How to prove $|a_{2n}-a_{n}|<\frac{10}{27}$

Question

Let sequence $$a_{1}=1,a_{n+1}=\dfrac{2}{2a_{n}+1}$$

show that $$\left|a_{2n}-a_{n}\right|<\dfrac{10}{27}$$ and the constant $\frac{10}{27}$ A smaller number instead

$$a_{n+1}+\dfrac{1+\sqrt{17}}{4}=2(1+\sqrt{17})\cdot\dfrac{a_{n}+\frac{1+\sqrt{17}}{4}}{4(2a_{n}+1)}\tag{1}$$ $$a_{n+1}-\dfrac{-1+\sqrt{17}}{4}=-2(-1+\sqrt{17})\cdot\dfrac{a_{n}-\frac{-1+\sqrt{17}}{4}}{4(2a_{n}+1)}\tag{2}$$ $\dfrac{(1)}{(2)}$,that $$\dfrac{a_{n+1}+\dfrac{1+\sqrt{17}}{4}}{a_{n+1}-\dfrac{-1+\sqrt{17}}{4}}=\dfrac{1+\sqrt{17}}{1-\sqrt{17}}\cdot\left(\dfrac{a_{n}+\dfrac{1+\sqrt{17}}{4}}{a_{n}-\dfrac{-1+\sqrt{17}}{4}}\right)$$ so we I get ugly even more can't solve this problem.can you some recommended or solve this?

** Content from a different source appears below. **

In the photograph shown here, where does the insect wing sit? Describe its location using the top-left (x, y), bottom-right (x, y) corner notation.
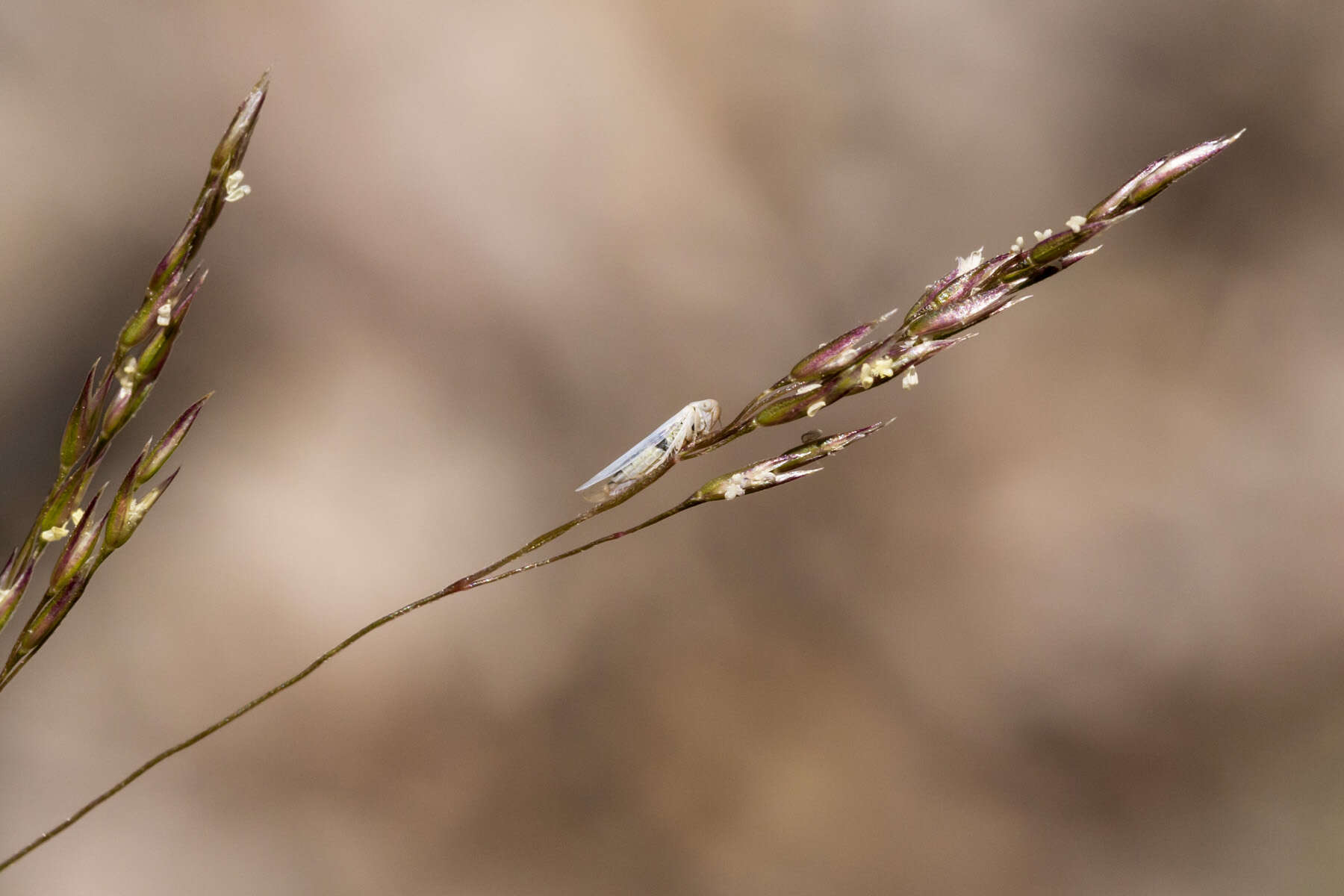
top-left (574, 405), bottom-right (694, 491)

can you post full solution,because I found it's nod easy,even more ugly — math110, Jun 05 '16 at 15:08
@Sigma,Assmue that $ |a_{2n}-a_{n}|<\dfrac{27}{10}$,then consider $|a_{2(n+1)}-a_{n+1}|?$ or other? — math110, Jun 05 '16 at 15:12
I think this problem exist without induction methods and simple,and we consider How to replace the smaller numbers? because this absult,use induction maybe can't works? — math110, Jun 05 '16 at 15:23
@Sigma "Prove by induction" I do not understand this comment. Did you have a specific idea in mind when you posted this or is it a shot in the dark? (Apparently, 5 users not only know how to apply your hint (I don't) but think that it yields the best solution. Beats me.) — Did, Jun 06 '16 at 04:30
@Did a shot in the dark. After that I tried to do so but I failed which I thought is most likely because I'm lacking approximation skills..apparently 5 other people were agreeing, so I didn't delete the comment :-D — Tesla, Jun 06 '16 at 04:48
@Sigma Posting shots in the dark is allright but only if you mention them as such. You did quite the opposite here since your comment reads as "I did it by induction, I am absolutely sure this is the best way, just follow me". Indeed I would delete the comment if I were you (and please do not get me started on upvotes on mse... :-)). — Did, Jun 06 '16 at 04:57

score 4 · Accepted Answer · answered Jun 05 '16 at 16:26

4

The function $f(x)=\frac{1}{x+1/2}$ maps $[2/3,1]$ to $[2/3,6/7] \subset [2/3,1]$, since $1/3 < 10/27$ the result follows.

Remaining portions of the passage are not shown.